I got so into my training that I was ready for my first 5K long before the Color Run so I entered a Mother’s Day 5K. My first race. I had no idea what to expect. I was completely amazed by what I saw: thousands of people of all different abilities warming up and cheering for each other. I was pumped. The race started and I felt strong; I ran my fastest mile ever then paid for it in my second mile. I wanted to give up but then I saw a little girl holding a sign that said, “Go Mommy Go!” She wasn’t my little girl, but she was cheering for everyone who ran by. That was just the push I needed. I was re-energized and I had the finish line in sight. I caught a glimpse of a woman trying to pass me as we rounded the corner. That’s when my competitive nature took hold and I thought, “You better either fly by me or you’re going to have to earn it, because I’m not just handing it to you.” I kept running faster so she couldn’t pass. I finished before her and beat my goal time of 38 minutes with a time of 37:55. Upon reflection, I suppose the Usain Bolt pose I struck at the finish line was a bit gratuitous.

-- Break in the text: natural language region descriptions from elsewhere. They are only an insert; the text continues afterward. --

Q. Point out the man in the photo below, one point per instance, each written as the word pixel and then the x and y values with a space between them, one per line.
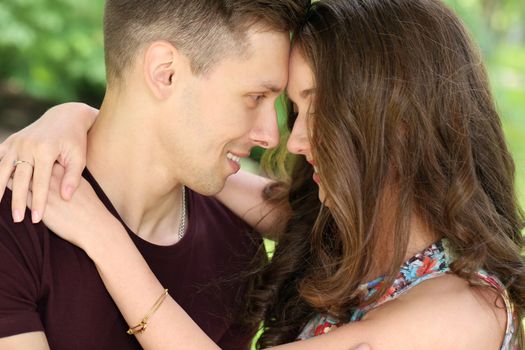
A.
pixel 191 89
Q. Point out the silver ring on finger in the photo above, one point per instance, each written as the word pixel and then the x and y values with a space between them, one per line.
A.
pixel 17 162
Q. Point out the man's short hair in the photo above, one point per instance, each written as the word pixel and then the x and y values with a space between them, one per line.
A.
pixel 203 30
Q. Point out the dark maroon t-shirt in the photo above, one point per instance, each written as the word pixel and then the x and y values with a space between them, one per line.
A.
pixel 49 285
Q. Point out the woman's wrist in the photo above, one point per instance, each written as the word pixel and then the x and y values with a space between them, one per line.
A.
pixel 86 113
pixel 108 233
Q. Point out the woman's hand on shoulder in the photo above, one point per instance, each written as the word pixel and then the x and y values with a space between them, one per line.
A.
pixel 60 135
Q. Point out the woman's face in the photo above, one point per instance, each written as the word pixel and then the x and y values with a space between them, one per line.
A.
pixel 301 90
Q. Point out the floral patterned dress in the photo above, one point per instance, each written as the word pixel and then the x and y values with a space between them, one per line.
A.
pixel 431 263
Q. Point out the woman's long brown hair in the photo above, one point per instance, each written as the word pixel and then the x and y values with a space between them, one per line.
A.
pixel 400 89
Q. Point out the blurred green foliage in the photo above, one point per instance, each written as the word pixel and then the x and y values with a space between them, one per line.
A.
pixel 52 49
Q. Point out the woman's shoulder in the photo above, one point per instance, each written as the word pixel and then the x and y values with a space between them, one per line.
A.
pixel 448 313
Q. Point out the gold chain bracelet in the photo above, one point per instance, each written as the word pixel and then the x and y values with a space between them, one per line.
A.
pixel 141 327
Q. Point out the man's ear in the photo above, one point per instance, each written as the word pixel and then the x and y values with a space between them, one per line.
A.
pixel 161 61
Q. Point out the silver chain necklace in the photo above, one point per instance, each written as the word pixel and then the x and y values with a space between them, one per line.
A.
pixel 182 223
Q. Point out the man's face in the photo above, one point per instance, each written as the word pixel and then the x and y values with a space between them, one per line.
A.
pixel 221 115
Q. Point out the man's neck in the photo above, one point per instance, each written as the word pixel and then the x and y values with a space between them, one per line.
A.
pixel 127 161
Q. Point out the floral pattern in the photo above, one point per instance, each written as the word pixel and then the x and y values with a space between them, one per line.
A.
pixel 432 262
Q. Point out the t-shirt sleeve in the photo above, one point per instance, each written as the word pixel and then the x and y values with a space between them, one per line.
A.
pixel 20 273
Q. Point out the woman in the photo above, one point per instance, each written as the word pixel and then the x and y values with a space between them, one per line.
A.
pixel 394 116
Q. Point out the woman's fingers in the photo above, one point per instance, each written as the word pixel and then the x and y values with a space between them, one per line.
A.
pixel 22 175
pixel 40 187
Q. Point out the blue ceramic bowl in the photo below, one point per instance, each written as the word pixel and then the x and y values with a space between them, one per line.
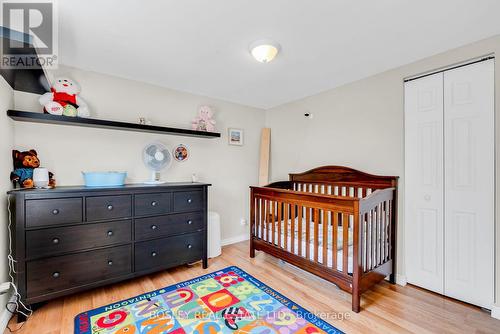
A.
pixel 104 179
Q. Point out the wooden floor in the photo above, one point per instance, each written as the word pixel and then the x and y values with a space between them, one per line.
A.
pixel 385 309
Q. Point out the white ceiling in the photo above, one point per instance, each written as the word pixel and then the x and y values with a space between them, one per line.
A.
pixel 201 46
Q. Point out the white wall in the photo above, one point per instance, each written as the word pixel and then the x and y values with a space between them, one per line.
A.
pixel 67 151
pixel 361 125
pixel 6 141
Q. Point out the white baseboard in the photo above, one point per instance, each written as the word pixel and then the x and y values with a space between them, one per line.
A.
pixel 401 280
pixel 5 315
pixel 233 240
pixel 495 312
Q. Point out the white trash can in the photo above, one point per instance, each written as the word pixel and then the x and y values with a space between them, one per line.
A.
pixel 214 247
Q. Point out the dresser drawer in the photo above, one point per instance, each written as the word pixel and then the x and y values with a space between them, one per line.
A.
pixel 108 207
pixel 40 243
pixel 188 201
pixel 69 271
pixel 163 226
pixel 153 204
pixel 168 251
pixel 42 212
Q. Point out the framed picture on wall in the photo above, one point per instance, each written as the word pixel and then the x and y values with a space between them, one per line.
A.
pixel 235 136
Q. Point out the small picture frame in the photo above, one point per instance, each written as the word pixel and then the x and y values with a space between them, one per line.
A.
pixel 235 136
pixel 180 153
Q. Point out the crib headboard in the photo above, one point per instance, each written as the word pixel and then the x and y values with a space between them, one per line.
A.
pixel 344 175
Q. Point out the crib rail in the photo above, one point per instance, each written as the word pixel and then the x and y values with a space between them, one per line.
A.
pixel 333 221
pixel 315 227
pixel 342 233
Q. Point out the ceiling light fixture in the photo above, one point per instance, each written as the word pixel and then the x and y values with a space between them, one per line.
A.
pixel 264 50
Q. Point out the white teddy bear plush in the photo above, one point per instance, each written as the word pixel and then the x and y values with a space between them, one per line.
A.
pixel 63 99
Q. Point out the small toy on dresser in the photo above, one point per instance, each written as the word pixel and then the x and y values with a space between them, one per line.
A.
pixel 63 99
pixel 204 121
pixel 24 164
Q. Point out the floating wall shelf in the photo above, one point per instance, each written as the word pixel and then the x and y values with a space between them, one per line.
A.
pixel 35 117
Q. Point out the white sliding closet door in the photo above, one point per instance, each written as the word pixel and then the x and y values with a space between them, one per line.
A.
pixel 424 182
pixel 469 183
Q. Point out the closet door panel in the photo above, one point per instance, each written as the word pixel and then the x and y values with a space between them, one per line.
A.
pixel 469 183
pixel 424 182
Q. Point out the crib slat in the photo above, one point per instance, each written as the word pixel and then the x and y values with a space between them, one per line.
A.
pixel 279 208
pixel 384 239
pixel 377 216
pixel 316 220
pixel 292 228
pixel 380 233
pixel 325 237
pixel 389 250
pixel 345 240
pixel 386 246
pixel 308 233
pixel 257 217
pixel 273 217
pixel 374 237
pixel 299 218
pixel 335 228
pixel 264 230
pixel 286 224
pixel 364 240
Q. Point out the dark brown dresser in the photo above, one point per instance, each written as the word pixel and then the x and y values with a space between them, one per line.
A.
pixel 71 239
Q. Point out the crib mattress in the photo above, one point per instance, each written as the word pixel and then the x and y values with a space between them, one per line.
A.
pixel 339 252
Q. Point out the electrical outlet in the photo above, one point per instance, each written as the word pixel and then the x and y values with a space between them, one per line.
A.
pixel 4 287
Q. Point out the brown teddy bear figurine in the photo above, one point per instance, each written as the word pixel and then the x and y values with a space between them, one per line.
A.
pixel 24 163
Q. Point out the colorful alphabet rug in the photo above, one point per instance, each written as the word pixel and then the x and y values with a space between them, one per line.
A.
pixel 226 301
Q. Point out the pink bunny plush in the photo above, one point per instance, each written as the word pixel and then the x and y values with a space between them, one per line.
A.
pixel 204 120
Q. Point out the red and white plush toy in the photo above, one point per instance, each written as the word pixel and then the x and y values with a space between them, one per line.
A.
pixel 63 99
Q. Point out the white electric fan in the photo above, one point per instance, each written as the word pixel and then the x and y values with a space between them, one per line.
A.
pixel 156 157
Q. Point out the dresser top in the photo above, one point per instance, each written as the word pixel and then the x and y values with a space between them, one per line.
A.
pixel 134 186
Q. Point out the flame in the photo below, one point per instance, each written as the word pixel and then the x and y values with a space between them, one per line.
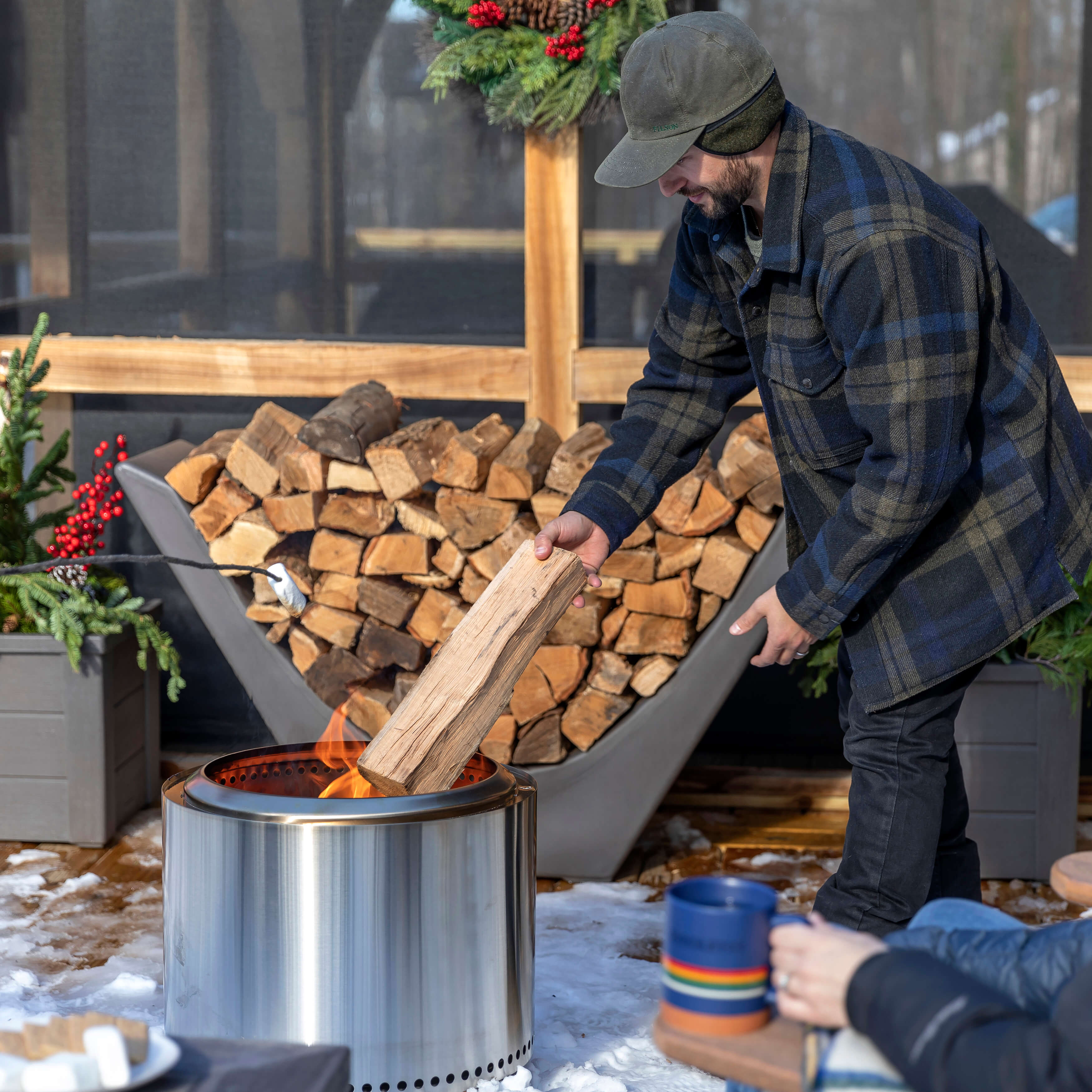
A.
pixel 342 744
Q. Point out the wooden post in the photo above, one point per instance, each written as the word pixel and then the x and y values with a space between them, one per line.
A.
pixel 553 275
pixel 58 166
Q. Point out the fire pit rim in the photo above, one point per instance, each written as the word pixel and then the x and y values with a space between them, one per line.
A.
pixel 200 791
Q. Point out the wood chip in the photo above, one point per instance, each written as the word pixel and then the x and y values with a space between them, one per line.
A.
pixel 652 673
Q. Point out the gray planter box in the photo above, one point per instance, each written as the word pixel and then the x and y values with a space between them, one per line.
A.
pixel 1019 744
pixel 79 752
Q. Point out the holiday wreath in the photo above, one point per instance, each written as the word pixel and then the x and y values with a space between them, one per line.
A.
pixel 538 63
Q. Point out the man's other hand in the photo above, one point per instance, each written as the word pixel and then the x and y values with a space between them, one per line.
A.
pixel 812 969
pixel 784 640
pixel 577 533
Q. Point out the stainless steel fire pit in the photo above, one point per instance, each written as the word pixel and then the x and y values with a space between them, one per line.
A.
pixel 400 928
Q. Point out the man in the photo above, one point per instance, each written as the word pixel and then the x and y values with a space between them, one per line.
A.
pixel 936 472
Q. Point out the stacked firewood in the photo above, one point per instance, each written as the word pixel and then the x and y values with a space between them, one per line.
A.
pixel 392 533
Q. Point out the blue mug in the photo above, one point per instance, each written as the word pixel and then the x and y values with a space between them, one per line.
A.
pixel 716 959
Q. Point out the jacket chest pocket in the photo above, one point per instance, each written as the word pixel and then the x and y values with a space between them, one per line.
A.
pixel 808 388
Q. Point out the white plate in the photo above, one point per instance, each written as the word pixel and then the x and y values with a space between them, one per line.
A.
pixel 163 1055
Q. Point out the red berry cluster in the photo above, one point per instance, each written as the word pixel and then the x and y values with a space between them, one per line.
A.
pixel 485 13
pixel 99 503
pixel 569 45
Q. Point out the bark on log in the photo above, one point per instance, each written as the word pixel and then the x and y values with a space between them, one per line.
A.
pixel 574 458
pixel 194 478
pixel 467 459
pixel 519 471
pixel 472 519
pixel 407 460
pixel 344 428
pixel 468 683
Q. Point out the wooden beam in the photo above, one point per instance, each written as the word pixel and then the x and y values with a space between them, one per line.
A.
pixel 605 375
pixel 57 186
pixel 280 368
pixel 553 275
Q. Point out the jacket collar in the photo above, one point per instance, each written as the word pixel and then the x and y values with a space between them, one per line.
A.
pixel 782 231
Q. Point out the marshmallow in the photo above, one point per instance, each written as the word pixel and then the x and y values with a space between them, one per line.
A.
pixel 107 1046
pixel 11 1073
pixel 286 591
pixel 61 1073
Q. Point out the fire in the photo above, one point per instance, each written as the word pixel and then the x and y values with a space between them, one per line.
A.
pixel 342 744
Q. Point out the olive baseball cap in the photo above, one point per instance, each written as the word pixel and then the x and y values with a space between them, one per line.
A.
pixel 699 79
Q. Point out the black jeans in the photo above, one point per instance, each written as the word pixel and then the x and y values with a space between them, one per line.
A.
pixel 907 841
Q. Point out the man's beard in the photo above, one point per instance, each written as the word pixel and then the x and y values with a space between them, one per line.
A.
pixel 734 186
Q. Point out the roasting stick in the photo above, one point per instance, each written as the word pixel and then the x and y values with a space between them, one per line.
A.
pixel 441 722
pixel 282 583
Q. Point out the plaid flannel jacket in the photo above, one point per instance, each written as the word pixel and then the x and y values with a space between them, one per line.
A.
pixel 936 471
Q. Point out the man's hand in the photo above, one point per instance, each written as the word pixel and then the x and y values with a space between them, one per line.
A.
pixel 784 639
pixel 577 533
pixel 813 967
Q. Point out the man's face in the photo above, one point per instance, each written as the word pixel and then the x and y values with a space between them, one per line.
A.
pixel 718 184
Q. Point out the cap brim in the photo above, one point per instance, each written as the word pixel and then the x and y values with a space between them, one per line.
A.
pixel 639 162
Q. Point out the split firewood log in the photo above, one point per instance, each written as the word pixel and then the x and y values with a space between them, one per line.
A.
pixel 754 527
pixel 449 559
pixel 398 553
pixel 574 458
pixel 419 515
pixel 344 428
pixel 500 740
pixel 388 600
pixel 591 714
pixel 255 458
pixel 300 511
pixel 675 553
pixel 467 459
pixel 612 626
pixel 542 744
pixel 564 666
pixel 472 519
pixel 723 564
pixel 366 515
pixel 768 495
pixel 194 478
pixel 221 508
pixel 246 542
pixel 331 675
pixel 646 635
pixel 382 647
pixel 531 696
pixel 303 469
pixel 708 610
pixel 519 471
pixel 472 586
pixel 641 534
pixel 349 476
pixel 305 648
pixel 637 565
pixel 548 506
pixel 432 613
pixel 338 627
pixel 491 559
pixel 467 685
pixel 580 625
pixel 337 590
pixel 368 706
pixel 404 461
pixel 711 511
pixel 745 465
pixel 610 673
pixel 334 552
pixel 673 599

I used to hesitate to call myself a runner; I didn’t think I was good enough. But running has changed me. I’ve grown in my endurance and as a person; it’s not about how fast I go. For me, running is about that moment when neither of my feet are touching the ground; in that split second I’m flying, I’m free, and I am a runner.
Even now, when I’m running I’ll come to a hill looming in front of me that seems to say, “No, you can’t.” That’s when I adjust my hat, turn up my music and tell that hill, “Yes, I can.” And I’ve discovered that’s the key to life: find a new hill to conquer everyday.